After an extended period of impasse, we seem to be finally being thawing the ice a bit. It has been hard (really, really hard) because the person I would normally talk about all this with is my therapist. And yet I haven't been able to talk to him much and the parts I do get out reduce me to wordless tears.

We started to make some headway...and then he was sick.
And then we tried again...and I ran away to Florida for a few days.
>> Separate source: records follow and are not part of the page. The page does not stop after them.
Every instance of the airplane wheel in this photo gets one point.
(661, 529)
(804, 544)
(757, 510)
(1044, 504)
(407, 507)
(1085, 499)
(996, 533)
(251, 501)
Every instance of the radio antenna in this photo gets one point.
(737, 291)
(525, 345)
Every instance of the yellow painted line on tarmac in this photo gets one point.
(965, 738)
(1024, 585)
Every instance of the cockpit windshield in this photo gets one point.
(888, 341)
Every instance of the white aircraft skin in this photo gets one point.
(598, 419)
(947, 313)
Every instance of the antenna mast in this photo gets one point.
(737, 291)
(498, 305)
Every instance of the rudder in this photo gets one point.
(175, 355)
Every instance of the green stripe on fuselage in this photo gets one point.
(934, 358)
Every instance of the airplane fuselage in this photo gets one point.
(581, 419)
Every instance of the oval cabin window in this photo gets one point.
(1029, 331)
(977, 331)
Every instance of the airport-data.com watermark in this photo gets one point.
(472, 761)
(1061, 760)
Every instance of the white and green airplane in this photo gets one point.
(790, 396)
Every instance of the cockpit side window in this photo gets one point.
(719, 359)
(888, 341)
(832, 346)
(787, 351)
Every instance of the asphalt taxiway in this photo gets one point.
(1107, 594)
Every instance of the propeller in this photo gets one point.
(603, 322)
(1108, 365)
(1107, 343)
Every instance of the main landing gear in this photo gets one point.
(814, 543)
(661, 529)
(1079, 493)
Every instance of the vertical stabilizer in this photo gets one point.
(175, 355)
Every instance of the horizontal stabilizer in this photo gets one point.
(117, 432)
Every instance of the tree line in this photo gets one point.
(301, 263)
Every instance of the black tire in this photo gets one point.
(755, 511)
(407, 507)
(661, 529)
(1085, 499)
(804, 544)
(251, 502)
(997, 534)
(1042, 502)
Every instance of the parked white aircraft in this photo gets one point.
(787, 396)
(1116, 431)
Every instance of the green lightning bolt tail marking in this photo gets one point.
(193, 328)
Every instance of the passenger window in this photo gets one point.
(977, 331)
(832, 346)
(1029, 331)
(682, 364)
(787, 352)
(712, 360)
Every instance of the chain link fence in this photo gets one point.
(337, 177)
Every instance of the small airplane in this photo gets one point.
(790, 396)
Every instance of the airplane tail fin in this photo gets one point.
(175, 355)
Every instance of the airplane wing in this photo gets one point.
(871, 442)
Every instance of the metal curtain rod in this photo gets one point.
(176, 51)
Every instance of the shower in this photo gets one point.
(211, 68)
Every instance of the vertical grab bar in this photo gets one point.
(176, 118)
I finally went and got a consultation around the whole thing with my old group therapist. I thought maybe rejoining group was what I needed (which is why I called her) but really, I just needed her to listen. She was great - she didn't try to tell me it would ever be the same or that it wasn't my fault or even that it was. She listened and then normalized it all for me - said it is her experience with survivors that we tend to react this way to these kinds of ruptures. And she used this great metaphor - "think about your favorite bowl - the one you love and use all the time. And think about what would happen if you found a crack in the bowl. You might repair it, you might use it differently or you might throw it away and get a new one. But no matter what you choose, the bowl is cracked and changed forever. But only you can decide how to react to that change." And she said I can't use group to avoid dealing with this. She also said that based on all she knew about my therapy relationship, she was confident that the love was strong enough to endure this rupture - on both sides. And then she said, "it is totally OK to love your therapist and be really mad at them. And yet even if you're mad at them, to want them to still love you, anger and all. And I'm sure he still loves you, how could he not?" Which made me cry - a lot. But later I thought how cool it was that she wasn't afraid to label it "love" - not just "caring" and all the usual words we put on this relationship.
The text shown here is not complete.